Our drive took us up into the mountains and past El Escorial, about 30 miles northwest of Madrid. Philip II was very religious and built Escorial in the mid 1500s to be a retreat from the secular world. He designed it to be a palace, monastery and a grand mausoleum for Spain’s royal family.
It was late afternoon and we only had time for a couple photos from the highway.
Avila was our destination for the night. It is 3700 feet above sea level and in April it was pretty chilly.
Avila, a Unesco World Heritage site, is famous for its complete preserved medieval walls. Begun in 1090 the walls enclose 77 acres, are 2.5 kilometers long and have 9 gates. Avila is also the birthplace of Mother Teresa.
The streets in the historic area are very narrow. Driving inside the old city was a trial. We were able to drop our bags at the hotel but had to park our car outside the city walls. The hotel was the former renaissance palace of the Velada family. Our room was small but the hotel was worth the hassle.
We had dinner in this beautiful courtyard and breakfast was served in another large atrium.

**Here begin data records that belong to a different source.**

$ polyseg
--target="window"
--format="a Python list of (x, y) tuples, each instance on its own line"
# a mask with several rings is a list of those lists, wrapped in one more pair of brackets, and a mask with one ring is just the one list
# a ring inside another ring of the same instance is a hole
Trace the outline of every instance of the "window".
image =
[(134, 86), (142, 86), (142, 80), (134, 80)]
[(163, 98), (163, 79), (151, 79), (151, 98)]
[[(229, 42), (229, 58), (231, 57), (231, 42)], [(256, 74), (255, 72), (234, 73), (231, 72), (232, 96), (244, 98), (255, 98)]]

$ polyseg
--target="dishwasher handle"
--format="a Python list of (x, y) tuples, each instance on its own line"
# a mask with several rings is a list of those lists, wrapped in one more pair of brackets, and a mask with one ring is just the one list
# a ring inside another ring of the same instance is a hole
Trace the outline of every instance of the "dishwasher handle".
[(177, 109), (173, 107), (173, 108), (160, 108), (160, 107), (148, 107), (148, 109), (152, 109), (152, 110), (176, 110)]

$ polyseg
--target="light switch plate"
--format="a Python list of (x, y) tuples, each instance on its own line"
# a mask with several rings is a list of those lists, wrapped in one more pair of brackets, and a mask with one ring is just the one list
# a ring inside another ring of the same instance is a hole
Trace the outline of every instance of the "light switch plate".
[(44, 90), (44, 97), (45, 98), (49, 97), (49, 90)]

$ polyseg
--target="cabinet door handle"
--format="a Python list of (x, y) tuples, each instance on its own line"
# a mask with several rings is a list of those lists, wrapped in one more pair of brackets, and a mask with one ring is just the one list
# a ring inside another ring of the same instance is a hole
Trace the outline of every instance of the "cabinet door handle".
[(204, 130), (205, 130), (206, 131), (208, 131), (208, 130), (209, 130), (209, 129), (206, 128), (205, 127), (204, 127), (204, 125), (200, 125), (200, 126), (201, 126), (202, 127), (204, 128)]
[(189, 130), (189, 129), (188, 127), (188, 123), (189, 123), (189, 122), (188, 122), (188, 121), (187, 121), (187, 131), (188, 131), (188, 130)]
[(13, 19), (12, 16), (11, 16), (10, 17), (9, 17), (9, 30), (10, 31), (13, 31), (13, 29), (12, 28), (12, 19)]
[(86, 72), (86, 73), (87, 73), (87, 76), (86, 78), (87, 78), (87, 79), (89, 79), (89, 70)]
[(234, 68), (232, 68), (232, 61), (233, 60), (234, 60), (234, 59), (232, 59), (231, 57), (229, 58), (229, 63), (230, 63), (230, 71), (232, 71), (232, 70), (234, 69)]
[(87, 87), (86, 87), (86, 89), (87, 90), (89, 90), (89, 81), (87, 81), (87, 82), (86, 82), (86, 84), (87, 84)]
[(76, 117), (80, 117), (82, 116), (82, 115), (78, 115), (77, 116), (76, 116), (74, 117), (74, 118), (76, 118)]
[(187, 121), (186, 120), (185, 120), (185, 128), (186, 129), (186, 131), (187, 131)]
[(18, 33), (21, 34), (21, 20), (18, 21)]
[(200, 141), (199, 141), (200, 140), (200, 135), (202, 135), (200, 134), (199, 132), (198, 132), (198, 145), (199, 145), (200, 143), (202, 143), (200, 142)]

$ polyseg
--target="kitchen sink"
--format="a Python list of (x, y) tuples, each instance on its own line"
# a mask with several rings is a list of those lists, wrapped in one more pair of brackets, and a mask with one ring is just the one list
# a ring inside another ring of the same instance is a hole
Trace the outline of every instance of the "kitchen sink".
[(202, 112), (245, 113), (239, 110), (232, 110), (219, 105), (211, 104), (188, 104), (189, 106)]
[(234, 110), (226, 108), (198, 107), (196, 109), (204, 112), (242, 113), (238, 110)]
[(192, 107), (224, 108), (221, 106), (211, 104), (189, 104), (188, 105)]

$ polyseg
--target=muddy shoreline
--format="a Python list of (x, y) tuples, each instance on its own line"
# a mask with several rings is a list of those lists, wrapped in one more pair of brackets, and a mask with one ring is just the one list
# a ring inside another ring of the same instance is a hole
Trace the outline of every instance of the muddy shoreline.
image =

Just what you would expect from a palace!
Just around the corner from the hotel was the Cathedral of Avila. Forming part of the city walls, the Cathedral was begun in 1107 and completed in the 16th century. It was the first Gothic cathedral in Spain. The exterior shows the medieval alliance between “the cross and the sword”, fortress on top and church below.
Lots of narrow streets and alleys make this a fun little town to get lost in… on foot.
You are never far from the fortified walls. Like the Cathedral, many buildings are built directly in the wall.
Built in the 15th century, the Los Guzmanes Tower houses the Regional Government.
The Convent of St Teresa was built in the 17th century. In the same plaza is the Sala de Reliquias where there is reported to be a shop that shows off, among other relics, Teresa’s finger still wearing an emerald ring. Eww…
The Palace of Polentinos was built in the early 16th century. It became a Military Academy in 1875 and is now a Military History Archive and Army Museum.
Plaza del Mercado Chico
The best view of Avila was on our drive out of town at the Cuatro Postes (the four posts).